Turnpike bridge brings good jobs to area
With 45 local employees involved in building bridges over the Lehigh River and Lehigh Canal, the Pennsylvania Turnpike project is having a favorable economic impact on the local area.
Jeff Wendel, project manager of Urban Engineers, Inc., said that most of the staff on this project are mostly local people, many from the Lehighton area, working for a local company and are hopefully spending money and using services in the local area.
"The benefit to this is these employees get paid and the ripple effect is creating jobs," he said. "It does have positive effects on the local economy."
He said that 15 to 20 more workers will soon will be added to the workforce as soon as the weather breaks.
Wendel proudly updated members of the Lehighton Area Council of the Carbon County Chamber of Commerce on the construction progress.
Wendel noted that approximately 80 percent of the constuction is done at the Pohopoco bridge site and that this part of the project should be completed in about nine months. He added that about $38 million of the orginal $102 million has been expended.

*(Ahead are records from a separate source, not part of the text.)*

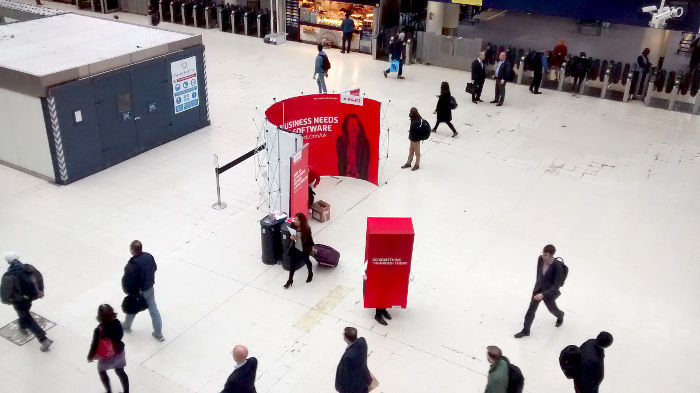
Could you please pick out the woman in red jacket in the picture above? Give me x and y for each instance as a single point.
(107, 346)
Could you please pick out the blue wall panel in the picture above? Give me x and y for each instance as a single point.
(124, 113)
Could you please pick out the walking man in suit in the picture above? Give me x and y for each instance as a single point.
(550, 277)
(352, 375)
(504, 74)
(478, 77)
(242, 379)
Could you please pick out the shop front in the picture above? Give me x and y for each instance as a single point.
(316, 21)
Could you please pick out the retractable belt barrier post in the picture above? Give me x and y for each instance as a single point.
(521, 70)
(219, 170)
(606, 82)
(562, 73)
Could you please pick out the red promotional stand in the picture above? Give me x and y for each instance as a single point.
(388, 257)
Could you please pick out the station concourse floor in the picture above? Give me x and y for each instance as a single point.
(614, 186)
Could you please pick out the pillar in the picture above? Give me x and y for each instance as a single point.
(657, 41)
(450, 19)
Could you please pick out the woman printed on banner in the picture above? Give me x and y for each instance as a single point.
(352, 148)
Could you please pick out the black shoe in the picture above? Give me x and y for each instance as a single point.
(381, 320)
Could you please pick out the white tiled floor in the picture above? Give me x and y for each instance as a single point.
(614, 186)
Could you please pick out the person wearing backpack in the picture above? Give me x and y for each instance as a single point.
(446, 103)
(591, 370)
(321, 68)
(416, 134)
(107, 347)
(498, 371)
(139, 277)
(550, 276)
(22, 284)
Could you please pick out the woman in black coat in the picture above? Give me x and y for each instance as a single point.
(107, 346)
(301, 249)
(414, 135)
(444, 109)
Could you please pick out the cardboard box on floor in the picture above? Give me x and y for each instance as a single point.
(321, 211)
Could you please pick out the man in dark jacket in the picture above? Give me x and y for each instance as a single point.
(242, 379)
(139, 277)
(478, 77)
(504, 74)
(591, 370)
(550, 277)
(352, 375)
(580, 67)
(348, 27)
(538, 63)
(398, 53)
(17, 292)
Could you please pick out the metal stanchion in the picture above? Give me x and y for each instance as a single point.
(218, 205)
(649, 88)
(674, 94)
(521, 70)
(562, 73)
(606, 82)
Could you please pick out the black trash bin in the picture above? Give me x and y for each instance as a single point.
(271, 239)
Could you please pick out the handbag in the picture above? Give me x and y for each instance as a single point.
(394, 67)
(470, 88)
(134, 304)
(375, 382)
(105, 346)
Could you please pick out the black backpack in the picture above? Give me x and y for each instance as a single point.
(565, 268)
(570, 360)
(424, 129)
(516, 381)
(28, 279)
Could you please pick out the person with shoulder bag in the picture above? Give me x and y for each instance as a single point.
(107, 347)
(416, 134)
(22, 284)
(137, 283)
(443, 109)
(301, 248)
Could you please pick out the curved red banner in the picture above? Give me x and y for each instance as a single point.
(343, 138)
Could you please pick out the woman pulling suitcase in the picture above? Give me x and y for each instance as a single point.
(300, 250)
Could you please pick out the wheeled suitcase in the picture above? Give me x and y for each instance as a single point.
(326, 255)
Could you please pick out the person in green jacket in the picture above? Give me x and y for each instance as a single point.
(498, 372)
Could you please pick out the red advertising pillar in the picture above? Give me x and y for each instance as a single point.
(388, 257)
(299, 182)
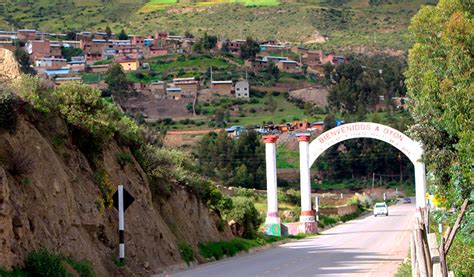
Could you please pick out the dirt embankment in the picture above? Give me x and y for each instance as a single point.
(54, 206)
(9, 68)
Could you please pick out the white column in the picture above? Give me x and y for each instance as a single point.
(420, 184)
(272, 198)
(305, 180)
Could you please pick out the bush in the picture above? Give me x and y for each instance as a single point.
(186, 252)
(8, 116)
(229, 248)
(244, 213)
(43, 263)
(106, 188)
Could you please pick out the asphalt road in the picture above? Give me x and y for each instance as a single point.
(368, 246)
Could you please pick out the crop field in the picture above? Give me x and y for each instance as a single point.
(343, 25)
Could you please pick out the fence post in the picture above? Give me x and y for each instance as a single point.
(420, 253)
(412, 256)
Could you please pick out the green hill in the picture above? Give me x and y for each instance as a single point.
(353, 25)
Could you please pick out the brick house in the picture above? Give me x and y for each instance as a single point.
(242, 90)
(189, 86)
(129, 64)
(38, 49)
(50, 63)
(26, 34)
(234, 45)
(221, 87)
(151, 51)
(137, 41)
(94, 49)
(288, 66)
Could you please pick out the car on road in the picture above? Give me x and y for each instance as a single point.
(407, 200)
(380, 209)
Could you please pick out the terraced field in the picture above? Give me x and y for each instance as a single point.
(351, 25)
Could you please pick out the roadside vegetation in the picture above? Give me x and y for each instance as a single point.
(45, 263)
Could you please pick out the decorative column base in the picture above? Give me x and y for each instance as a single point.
(272, 226)
(272, 229)
(299, 228)
(307, 216)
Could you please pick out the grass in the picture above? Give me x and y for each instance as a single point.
(90, 78)
(45, 263)
(229, 248)
(162, 1)
(405, 269)
(346, 26)
(200, 62)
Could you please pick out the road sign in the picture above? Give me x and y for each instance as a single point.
(127, 199)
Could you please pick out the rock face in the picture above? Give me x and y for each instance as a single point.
(9, 68)
(54, 206)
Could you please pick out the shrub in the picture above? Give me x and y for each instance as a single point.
(106, 188)
(8, 116)
(33, 90)
(123, 158)
(229, 248)
(244, 213)
(186, 252)
(44, 263)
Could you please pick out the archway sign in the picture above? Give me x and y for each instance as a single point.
(309, 152)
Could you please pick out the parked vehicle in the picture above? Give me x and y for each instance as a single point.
(380, 209)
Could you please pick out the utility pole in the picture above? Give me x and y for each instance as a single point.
(373, 181)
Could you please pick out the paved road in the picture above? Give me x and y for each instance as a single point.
(368, 246)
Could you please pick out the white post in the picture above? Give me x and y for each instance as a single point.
(316, 200)
(420, 184)
(305, 180)
(121, 225)
(272, 197)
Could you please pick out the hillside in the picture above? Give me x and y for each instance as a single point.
(57, 178)
(356, 25)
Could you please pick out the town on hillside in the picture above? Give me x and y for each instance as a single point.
(182, 77)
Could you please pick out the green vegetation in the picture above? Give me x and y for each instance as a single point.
(8, 115)
(186, 252)
(69, 52)
(236, 162)
(203, 62)
(381, 26)
(106, 189)
(442, 96)
(405, 269)
(47, 264)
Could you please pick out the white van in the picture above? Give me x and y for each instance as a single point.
(380, 208)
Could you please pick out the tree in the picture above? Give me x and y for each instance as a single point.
(108, 31)
(328, 69)
(122, 35)
(71, 35)
(117, 82)
(249, 49)
(273, 70)
(69, 52)
(24, 60)
(271, 104)
(440, 85)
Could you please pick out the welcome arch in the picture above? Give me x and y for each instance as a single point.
(309, 152)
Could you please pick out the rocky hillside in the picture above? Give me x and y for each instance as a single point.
(54, 195)
(52, 203)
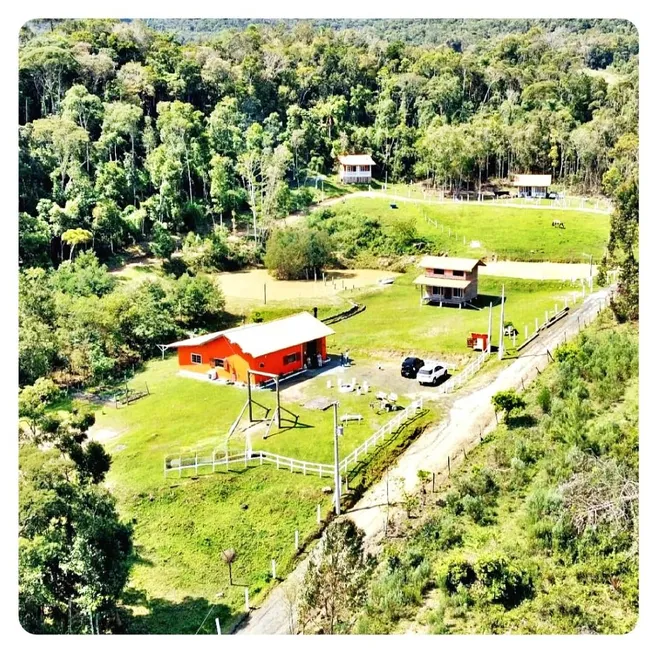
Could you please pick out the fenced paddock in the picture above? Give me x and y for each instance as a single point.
(199, 462)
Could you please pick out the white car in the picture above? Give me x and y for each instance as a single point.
(431, 373)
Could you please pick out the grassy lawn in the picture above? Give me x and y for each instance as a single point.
(182, 525)
(508, 233)
(394, 322)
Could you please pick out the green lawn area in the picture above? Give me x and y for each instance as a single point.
(394, 322)
(508, 233)
(182, 525)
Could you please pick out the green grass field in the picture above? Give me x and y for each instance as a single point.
(395, 323)
(182, 525)
(508, 233)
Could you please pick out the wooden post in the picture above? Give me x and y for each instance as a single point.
(248, 386)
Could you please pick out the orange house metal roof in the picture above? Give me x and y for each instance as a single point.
(264, 338)
(441, 282)
(450, 263)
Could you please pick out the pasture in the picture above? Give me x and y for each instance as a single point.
(183, 524)
(504, 232)
(394, 323)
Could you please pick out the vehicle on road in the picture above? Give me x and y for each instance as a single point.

He said that crews are completing pouring the coindrical concrete stems for the northbound and southbound spans. The stems will support the "T" shaped pier caps which will finish each column. They will support the pre-stressed concrete beams and reinforced concrete decks which will be constructed atop the piers.
About 80 percent of the supports are now fully constructed for the Pohopoco Creek bridges. Once the piers are capped - work that is expected to be completed in late spring - crews will begin setting the first of 70 pre-stressed concrete deck beams atop the caps. The new bridges' riding surfaces, or concrete decks, will then be built atop the beams.
Wendel added that northbound abutments also are under construction for the new Lehigh River and Canal crossings. Work on the southbound abutments for those bridges will begin when excavation finishes on the rock wall above the river's southern bank. Thousands of tons of rock already have been excavated and hauled since last July to expand the northbound shoulder.
Wendel noted that this process to remove the rock is taking a little longer than anticipated.
He noted that northbound traffic has been shifted slightly to the east onto that expanded shoulder and the southbound lanes were then shifted to the east to provide a work area for construction of the tie-ins for the new bridges, which are being built on new alignments immediately upstream of the existing bridges.
At the northern end of the Turnpike work zone, Wendel said that construction continues on a retaining wall that will support the roadway where it shifts to the west to meet the new alignment approaching the new Pohopoco Creek bridges.
He said that the project is presently in the second phase. Sometime in mid 2011, the project will slip into the third phase, when the southbound bridges will be completed and traffic will be routed on the new bridges.
In the fall of 2011, traffic will begin using the northbound bridges and sometime between the winter of 2011 and the spring of 2012, the old bridges will be demolished. In the summer/fall of 2012, the project will be completed, which includes wetlands and environmental mitigation.
"We have to replace the wetlands which were disturbed by the construction," said Wendel. "That will be the last part of the project."